I met Shimon Peres during the state visit of Their Majesties the King and Queen of Spain to Israel in November 1993. From then onwards, I had the privilege to maintain an intense relationship with the Israeli politician. Thousands of hours of conversations, negotiations, secret meetings and imaginative proposals forged a strong friendship and a deep admiration toward him. Many analysts will describe today the Israeli leader as one of the major architects of the creation and consolidation of the State of Israel. I recall, while I was Spain’s Ambassador in Israel, the words pronounced by Shimon Peres on the occasion of the 40th anniversary of the constitution of the State of Israel and the clear message that, from then onwards, Israel’s challenge would be achieving peace and reconciliation with its Arab neighbours. Israeli citizens will undoubtedly express their recognition for his decisive contribution to the construction of their State. Spanish citizens should remember him as the signatory of the re-establishment of diplomatic relations between Spain and Israel in January 1986. His long political career, during which he was in charge of the main ministerial portfolios, also taking office as Prime Minister, ended as President of the State of Israel. As State President, he was some sort of “Father of the Nation”, bringing to the office more duties and autoritas than formally corresponded to the job.

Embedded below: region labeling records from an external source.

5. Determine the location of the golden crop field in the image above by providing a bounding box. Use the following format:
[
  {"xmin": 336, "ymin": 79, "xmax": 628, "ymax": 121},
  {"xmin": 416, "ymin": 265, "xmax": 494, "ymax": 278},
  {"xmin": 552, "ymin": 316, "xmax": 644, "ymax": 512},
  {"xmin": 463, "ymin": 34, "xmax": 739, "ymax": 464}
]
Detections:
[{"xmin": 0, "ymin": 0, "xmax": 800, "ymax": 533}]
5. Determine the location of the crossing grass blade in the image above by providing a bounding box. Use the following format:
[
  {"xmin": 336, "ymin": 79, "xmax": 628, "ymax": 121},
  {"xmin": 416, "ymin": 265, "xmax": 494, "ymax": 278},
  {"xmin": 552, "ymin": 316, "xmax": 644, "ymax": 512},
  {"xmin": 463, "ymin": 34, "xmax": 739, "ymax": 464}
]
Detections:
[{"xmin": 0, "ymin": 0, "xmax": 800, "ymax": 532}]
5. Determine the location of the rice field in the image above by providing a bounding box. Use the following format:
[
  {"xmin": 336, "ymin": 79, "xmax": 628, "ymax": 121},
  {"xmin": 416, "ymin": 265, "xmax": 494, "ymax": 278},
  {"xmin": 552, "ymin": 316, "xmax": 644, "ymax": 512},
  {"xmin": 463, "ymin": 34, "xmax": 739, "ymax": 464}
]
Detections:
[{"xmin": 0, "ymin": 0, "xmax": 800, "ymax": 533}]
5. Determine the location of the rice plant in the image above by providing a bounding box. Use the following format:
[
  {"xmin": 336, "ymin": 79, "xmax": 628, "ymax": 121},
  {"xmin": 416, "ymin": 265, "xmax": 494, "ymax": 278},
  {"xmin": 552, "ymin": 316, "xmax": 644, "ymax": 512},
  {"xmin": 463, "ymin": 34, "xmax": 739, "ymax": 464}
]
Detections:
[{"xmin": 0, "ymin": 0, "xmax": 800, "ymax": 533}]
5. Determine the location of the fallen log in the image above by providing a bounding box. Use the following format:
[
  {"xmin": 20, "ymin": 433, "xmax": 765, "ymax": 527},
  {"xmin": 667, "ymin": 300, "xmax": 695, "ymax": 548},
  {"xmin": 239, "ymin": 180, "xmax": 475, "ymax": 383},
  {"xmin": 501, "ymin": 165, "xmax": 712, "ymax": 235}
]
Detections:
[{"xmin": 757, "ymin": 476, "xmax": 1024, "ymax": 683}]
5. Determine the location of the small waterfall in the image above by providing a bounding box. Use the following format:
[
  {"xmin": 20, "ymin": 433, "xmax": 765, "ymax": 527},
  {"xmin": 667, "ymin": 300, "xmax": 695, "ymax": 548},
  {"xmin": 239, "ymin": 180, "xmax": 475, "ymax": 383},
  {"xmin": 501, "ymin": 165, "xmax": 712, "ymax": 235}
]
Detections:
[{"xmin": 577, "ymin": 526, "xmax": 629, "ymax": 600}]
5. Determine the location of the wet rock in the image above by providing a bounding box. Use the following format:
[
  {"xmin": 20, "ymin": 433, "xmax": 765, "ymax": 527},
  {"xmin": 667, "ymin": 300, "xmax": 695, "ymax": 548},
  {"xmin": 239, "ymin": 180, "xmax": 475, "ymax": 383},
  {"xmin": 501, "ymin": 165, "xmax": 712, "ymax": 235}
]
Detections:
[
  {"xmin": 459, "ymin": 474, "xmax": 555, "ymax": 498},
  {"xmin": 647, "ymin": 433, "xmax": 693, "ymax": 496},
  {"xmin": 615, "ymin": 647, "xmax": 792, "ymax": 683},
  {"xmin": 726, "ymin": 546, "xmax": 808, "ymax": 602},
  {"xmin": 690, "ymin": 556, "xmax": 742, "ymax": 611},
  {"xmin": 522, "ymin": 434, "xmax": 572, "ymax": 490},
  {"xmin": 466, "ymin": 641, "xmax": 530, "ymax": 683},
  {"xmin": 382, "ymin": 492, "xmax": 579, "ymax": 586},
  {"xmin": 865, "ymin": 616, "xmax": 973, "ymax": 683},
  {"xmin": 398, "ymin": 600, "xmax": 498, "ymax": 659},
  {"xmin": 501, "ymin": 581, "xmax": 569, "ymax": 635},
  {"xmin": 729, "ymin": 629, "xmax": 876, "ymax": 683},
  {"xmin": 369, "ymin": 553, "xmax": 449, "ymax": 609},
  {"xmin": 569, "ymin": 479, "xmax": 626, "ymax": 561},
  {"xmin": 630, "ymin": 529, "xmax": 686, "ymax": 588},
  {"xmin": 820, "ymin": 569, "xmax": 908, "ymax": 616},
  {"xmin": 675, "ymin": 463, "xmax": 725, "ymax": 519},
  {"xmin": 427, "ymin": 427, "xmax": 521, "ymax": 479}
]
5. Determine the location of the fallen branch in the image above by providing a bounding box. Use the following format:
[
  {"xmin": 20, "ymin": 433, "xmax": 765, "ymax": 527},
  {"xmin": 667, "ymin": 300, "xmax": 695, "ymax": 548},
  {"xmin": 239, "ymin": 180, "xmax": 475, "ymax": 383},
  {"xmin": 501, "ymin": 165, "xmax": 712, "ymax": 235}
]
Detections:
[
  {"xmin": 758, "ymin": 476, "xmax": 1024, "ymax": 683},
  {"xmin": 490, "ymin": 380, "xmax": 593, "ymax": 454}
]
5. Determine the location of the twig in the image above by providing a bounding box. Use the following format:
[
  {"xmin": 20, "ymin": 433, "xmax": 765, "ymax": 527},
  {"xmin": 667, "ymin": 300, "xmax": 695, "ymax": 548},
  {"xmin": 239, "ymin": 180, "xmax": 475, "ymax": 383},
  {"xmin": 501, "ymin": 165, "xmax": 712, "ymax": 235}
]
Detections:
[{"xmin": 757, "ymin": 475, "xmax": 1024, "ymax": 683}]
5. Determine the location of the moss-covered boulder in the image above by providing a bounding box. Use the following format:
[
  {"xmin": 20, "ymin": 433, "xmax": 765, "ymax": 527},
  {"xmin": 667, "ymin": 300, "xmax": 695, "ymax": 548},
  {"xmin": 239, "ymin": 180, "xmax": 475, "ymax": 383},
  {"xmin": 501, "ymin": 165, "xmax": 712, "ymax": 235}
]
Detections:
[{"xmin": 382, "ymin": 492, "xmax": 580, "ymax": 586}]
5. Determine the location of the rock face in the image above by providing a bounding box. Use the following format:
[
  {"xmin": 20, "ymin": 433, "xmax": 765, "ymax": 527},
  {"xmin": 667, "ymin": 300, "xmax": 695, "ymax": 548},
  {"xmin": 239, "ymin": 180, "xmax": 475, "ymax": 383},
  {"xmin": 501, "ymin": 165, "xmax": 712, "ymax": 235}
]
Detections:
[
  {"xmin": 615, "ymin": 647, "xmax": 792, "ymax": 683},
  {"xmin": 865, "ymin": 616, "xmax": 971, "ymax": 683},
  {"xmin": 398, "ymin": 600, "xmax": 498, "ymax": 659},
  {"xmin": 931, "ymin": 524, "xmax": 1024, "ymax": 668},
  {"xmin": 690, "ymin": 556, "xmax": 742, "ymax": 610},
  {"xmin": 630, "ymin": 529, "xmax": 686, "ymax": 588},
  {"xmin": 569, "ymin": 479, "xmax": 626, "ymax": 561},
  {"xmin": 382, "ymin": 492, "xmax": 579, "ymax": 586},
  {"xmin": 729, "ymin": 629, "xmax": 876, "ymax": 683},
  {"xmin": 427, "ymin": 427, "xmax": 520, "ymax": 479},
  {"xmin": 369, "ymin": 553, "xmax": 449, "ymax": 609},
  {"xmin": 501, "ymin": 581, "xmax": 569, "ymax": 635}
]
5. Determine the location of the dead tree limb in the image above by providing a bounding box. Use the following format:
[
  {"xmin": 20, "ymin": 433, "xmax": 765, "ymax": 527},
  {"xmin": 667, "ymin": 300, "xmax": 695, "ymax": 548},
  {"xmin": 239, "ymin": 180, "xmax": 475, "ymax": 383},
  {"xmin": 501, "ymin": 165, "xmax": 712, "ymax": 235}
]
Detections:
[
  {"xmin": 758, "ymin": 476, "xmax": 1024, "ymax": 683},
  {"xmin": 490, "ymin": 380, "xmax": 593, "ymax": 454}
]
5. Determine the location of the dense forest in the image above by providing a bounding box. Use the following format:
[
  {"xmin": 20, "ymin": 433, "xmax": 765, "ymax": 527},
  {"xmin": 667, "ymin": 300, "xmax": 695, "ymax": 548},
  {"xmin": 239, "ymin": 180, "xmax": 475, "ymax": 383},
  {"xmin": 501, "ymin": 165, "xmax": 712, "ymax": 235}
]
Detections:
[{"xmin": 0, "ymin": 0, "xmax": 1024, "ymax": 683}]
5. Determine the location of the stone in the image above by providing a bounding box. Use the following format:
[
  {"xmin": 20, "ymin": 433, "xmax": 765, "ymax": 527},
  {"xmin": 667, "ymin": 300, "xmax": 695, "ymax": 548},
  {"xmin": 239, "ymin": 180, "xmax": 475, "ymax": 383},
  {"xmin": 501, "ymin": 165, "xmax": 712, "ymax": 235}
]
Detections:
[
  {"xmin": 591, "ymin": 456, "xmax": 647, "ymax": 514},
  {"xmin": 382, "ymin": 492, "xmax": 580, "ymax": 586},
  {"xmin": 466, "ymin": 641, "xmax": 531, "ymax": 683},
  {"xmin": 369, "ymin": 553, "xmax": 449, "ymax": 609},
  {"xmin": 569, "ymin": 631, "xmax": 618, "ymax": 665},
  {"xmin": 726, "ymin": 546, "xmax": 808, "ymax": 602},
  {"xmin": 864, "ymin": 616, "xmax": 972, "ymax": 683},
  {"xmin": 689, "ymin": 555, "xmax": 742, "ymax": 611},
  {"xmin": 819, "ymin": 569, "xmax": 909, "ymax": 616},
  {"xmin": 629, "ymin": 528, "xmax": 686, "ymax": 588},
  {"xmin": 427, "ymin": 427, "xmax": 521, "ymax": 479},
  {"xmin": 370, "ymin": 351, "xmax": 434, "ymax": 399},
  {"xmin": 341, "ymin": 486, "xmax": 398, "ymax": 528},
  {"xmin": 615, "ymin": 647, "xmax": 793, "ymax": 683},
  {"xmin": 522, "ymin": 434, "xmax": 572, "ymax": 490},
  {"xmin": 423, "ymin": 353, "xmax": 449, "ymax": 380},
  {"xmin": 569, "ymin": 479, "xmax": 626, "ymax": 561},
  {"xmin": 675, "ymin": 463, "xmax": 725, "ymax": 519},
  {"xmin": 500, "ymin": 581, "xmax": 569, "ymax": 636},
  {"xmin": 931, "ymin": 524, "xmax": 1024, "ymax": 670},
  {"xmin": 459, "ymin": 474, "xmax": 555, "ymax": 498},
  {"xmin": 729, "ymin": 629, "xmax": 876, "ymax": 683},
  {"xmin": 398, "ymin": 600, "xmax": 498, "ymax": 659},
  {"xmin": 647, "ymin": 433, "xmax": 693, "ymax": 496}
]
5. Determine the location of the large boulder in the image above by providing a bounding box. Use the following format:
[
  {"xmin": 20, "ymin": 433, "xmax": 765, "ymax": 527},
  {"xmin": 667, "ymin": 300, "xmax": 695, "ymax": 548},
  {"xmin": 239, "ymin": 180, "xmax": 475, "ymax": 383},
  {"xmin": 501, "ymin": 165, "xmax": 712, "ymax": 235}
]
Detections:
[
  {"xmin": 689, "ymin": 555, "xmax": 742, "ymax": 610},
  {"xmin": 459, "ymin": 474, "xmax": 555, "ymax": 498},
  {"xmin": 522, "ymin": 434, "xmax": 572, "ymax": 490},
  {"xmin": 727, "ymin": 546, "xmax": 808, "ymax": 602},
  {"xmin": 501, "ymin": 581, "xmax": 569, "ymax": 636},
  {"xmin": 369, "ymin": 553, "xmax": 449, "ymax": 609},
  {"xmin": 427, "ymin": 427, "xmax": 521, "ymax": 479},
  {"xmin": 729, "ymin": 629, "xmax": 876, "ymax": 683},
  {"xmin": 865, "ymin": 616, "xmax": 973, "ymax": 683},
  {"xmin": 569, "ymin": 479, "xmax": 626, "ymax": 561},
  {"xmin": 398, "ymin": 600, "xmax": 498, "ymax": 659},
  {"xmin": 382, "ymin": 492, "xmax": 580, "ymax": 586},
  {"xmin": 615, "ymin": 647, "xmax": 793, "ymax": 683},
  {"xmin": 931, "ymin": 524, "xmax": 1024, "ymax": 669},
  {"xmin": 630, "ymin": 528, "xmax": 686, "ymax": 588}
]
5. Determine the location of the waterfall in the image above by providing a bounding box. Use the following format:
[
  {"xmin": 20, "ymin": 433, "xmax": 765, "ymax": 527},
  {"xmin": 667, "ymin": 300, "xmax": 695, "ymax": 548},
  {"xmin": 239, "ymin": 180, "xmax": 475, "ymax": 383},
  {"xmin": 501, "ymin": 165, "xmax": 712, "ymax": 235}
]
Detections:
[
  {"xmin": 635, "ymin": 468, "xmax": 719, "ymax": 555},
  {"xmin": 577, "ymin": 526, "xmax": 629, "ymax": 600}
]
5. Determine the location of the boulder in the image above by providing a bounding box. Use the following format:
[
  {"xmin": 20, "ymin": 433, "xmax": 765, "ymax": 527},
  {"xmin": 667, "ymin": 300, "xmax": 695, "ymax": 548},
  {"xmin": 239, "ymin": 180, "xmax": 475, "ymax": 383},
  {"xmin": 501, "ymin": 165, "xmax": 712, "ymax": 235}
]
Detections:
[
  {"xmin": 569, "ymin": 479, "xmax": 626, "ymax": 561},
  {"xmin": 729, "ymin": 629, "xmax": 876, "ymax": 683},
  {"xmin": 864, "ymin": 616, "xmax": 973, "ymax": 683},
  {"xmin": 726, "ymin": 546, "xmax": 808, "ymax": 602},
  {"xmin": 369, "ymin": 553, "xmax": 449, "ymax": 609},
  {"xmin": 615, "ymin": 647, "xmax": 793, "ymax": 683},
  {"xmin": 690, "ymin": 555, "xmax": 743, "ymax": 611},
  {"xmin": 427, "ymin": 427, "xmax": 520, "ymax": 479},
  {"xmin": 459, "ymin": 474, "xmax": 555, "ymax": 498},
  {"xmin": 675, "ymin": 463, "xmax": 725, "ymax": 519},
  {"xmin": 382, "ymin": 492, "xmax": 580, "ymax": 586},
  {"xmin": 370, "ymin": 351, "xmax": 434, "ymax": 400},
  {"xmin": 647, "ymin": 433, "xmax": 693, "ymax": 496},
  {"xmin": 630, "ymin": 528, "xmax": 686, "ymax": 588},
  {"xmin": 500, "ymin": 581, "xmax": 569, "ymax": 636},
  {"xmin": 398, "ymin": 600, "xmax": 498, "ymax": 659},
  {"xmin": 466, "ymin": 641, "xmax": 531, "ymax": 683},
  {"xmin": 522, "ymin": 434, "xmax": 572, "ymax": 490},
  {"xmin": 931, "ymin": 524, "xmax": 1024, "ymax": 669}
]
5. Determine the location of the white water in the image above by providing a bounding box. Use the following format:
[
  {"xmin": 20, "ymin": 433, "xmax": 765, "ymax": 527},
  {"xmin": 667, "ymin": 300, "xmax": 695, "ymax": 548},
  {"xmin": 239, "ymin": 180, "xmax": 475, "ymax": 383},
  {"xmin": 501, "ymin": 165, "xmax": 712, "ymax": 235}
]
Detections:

But his true obsession and contribution was peace with Arabs and Palestinians. This vision of peace in the region is what in my opinion should prevail as his major legacy. He immediately understood the need to negotiate with Palestinians and had the courage and the imagination to convince Prime Minister Isaac Rabin, the other major peace hero, to negotiate in secret behind the back of the USA the start of reconciliation between Israelis and Palestinians. Oslo was an innovative and unexpected initiative that followed the Madrid Peace Conference and allowed to imagine that peace between these two peoples was possible. From that time on until his last actions as President, Shimon Peres always sought and upheld a political and negotiated solution. Let us remember the proposal of Shimon Peres-Abu Ala which, in my opinion, may still be considered as the basis for any final agreement. He had no difficulty in negotiating and talking to Yasser Arafat, with whom he always had mutual respect and recognition, as with the current Palestinian President Abu Mazen. Even in the hardest times of the second intifada, Shimon Peres always tried to find solutions, as in the matter I had the honour to negotiate with him after the church of the Nativity siege. As President, he tried many times to convince the most recent Prime Ministers to look for imaginative solutions and proposals.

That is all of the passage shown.